James Heimbold — Duty, Honor, Country
For those who don’t know the Heimbold family of Monmouth Beach — you should. They’ve done a lot of meaningful things for the town and the nation.
Their story is profound and lasting. Monmouth Beach native James Reeve Heimbold was the only borough resident to be killed in action during the Vietnam War.
A 1957 MB School graduate, U.S. Army Captain Heimbold died in a helicopter crash during a military mission on December 4, 1970. He was 27 years old and left a young wife, Yvonne, and baby daughter, Heather.
Ever year since 1972 the school has presented an important community award to an 8th grade student — the Captain James R. Heimbold Memorial Award for citizenship. In fact, Jim’s class inspired and developed the award, led by his devoted classmate, Bev Bradley McClave. The first Heimbold Award recipient was Elizabeth Schaffer and members of the Rise, Visco, Jones, West and McConville families have twice received the prized honor.
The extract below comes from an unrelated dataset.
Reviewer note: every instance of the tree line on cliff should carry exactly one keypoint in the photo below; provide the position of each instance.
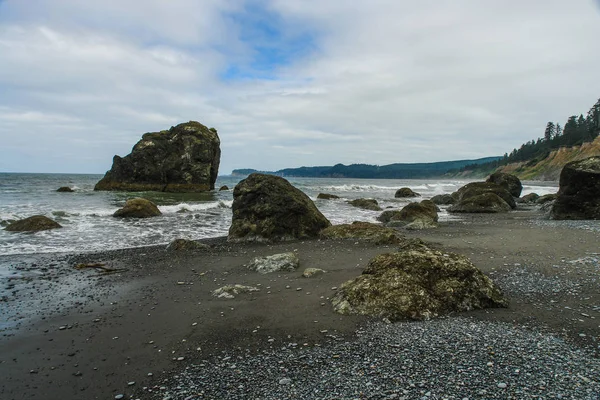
(576, 131)
(368, 171)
Clearly, Jim Heimbold was man who left a meaningful impact. The baseball field at Griffin Park was also dedicated in his honor in June 1970. A proud son of New Jersey, Jim graduated from Red Bank Catholic High School and attended Steven’s Institute of Technology. Jim also had a twin brother, Joseph, Jr. and a sister, Jeanne.
His parents, Joseph and Jeanne, moved to Monmouth Beach in 1943 and raised their family on Monmouth Parkway. A marketing man supreme, Mr. Heimbold, Sr., developed the ground-breaking “tiger in your tank” ad campaign for Exxon gas in the 1970s.
A career soldier, Captain Heimbold entered the U.S. Army in 1966 and graduated as an outstanding trainee from the Officer Candidate School at the Army Artillery and Missile Center at Fort Sill in Oklahoma. For his service as a battery commander, Captain Heimbold was awarded the Bronze Star, the US Army Commendation Medal, and a Purple Heart.
“Freedom isn’t free.”
“Jim was someone who never let you down,” said his older sister, Jeanne Boehles, a former teacher and borough resident who now presents his award during annual graduation exercises. “He was an extraordinary human being. Even to this day I miss him so very much. Citizenship was very important to Jim. And I never saw him lose his temper with another person. So many people loved him and gravitated to him.”
Jeanne said that her brother would be very proud of his daughter, who is today a mother and teacher (and an Alaska resident). “She’s really a chip off the old block — a very strong and decent person,” Jeanne explained. “Jim left behind a fine legacy.”
His brother, Joseph, Jr., (a former MB School board member) also served in the military with honor seeing combat action in Southeast Asia before his brother did. For the dangerous duties of a forward observer, Joe won a Silver Star and two Bronze Stars for valor.
Note: Jim Heimbold’s name is located on Panel 6W, Line 106 of the Vietnam Veterans Memorial in Washington D.C. Go and visit and pay your respects. It’s worth it.